Sonal: What you just described, Steven, sounds exactly the way a company builds a product. Like, “Hey, we’re gonna test it out. We’re gonna try an experiment, an MVP, a minimum viable product, if you will. Then we’ll, based on that, decide how to deploy it and target it, and blah blah blah.” I mean, I hate to say that, but that’s exactly what you just described sounded like.

Steven: Yeah, it honestly wouldn’t surprise me if they had done some way of trying to basically clone their development environment too, and probably tested this — I would guess — probably pretty thoroughly before they even <Sonal: wow> ran the tests within their network

The hackers’ sophisticated methods

Sonal: So, they were incredibly savvy in certain ways, in terms of how targeted they were, and the choices they made.

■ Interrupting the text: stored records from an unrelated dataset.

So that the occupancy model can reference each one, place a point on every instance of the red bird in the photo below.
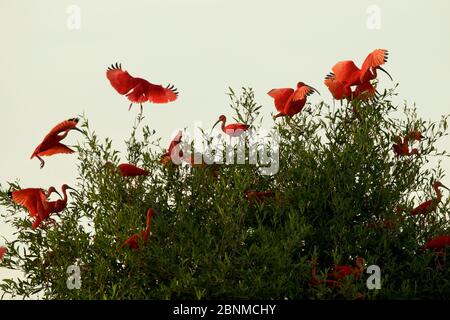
(51, 144)
(3, 251)
(340, 272)
(345, 74)
(36, 201)
(139, 90)
(288, 101)
(134, 241)
(432, 204)
(167, 156)
(233, 129)
(129, 170)
(438, 243)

In the Microsoft blog post, one line in particular really struck me. It said that the threat actors were savvy enough to avoid giveaway terminology like backdoor, keylogger, etc. Instead, they gave their tampered code an innocuous name, “Orion Improvement Business Layer,” that would fit right into a marketing brochure. (This is from an Axios post summarizing it.) “The attack’s crucial door-opening exploit was a small chunk of ‘poisoned code’” — which is what Microsoft dubbed it – “all of five lines long or roughly 160 characters.” And then Ina Fried at Axios goes on to comment (which I had to chuckle, even though it’s sad), was, “This could well be the most damage per character yet achieved in the short history of cyber warfare.”

So, I am curious if you have any thoughts on some of those — honestly quite clever — things that they did, to hide undetected. And any more specifics you could share there. And then we’ll go into the step-by-step in a moment, too.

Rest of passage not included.